Analytical solutions of transport problems.
Boundary layer flow.
Characteristics of solutions to the transport equations.
General method for numerical solutions of the transport equations.
Finite difference and finite volume methods.
Numerical methods for the computation of the velocity and pressure fields.
|Guided Independent Study||Assessment preparation and completion||3||15:00||45:00||Problem solving exercises as part of summative and formative assessments|
|Scheduled Learning And Teaching Activities||Lecture||13||1:00||13:00||N/A|
|Guided Independent Study||Directed research and reading||31||1:00||31:00||Reviewing lecture notes and studying references cited during the lecture|
|Scheduled Learning And Teaching Activities||Practical||1||3:00||3:00||N/A|
|Scheduled Learning And Teaching Activities||Workshops||4||2:00||8:00||N/A|
Teaching Rationale And Relationship
The lectures will be used to present the science underlying the conservation equations and introduce the numerical methods used in their solution.
The workshops will involve the application of concepts introduced during a number of lectures to complex transport processes problems.

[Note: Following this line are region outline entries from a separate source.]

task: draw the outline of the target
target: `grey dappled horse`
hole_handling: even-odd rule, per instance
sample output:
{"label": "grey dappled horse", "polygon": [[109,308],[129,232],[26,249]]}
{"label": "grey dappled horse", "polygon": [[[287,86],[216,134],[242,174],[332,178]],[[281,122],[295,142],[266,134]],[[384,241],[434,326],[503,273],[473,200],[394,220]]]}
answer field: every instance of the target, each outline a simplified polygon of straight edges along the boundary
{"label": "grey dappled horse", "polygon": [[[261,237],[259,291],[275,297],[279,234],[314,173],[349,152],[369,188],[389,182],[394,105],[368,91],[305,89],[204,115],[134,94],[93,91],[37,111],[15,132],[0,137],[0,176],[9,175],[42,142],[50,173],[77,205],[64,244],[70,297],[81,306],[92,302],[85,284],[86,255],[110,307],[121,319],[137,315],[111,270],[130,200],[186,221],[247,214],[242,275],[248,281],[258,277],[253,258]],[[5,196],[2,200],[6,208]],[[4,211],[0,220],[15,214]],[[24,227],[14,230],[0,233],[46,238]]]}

The practical session is a demonstration of the computational fluid dynamics software used to solve complex transport problems.
The format of resits will be determined by the Board of Examiners
|Prob solv exercises||1||M||30||Derivation of appropriate equations to describe a transport processes problem and the solution of these equations, set week 3.|
|Prob solv exercises||1||M||30||Application of finite difference and finite volume methods to the solution of a transport processes problem, set week 6.|
|Prob solv exercises||1||M||40||The use of computational fluid dynamics software to solve a transport processes problem, set week 9.|
|Prob solv exercises||1||M||Transport processes problems set during the workshops, set weeks 3, 5, 7, 9.|
Assessment Rationale And Relationship
The coursework assesses the students understanding of all the steps involved in the numerical solution of complex transport phenomena problems involving formulation (assessment 1), numerical solution (assessment 2) and the comparison between numerical results and data (assessment 3). 15 hours per assessment
The formative assessments during the workshops are designed to allow the students to develop understanding of the concepts introduced in the lectures and practice the analytical and numerical solution of transport problems.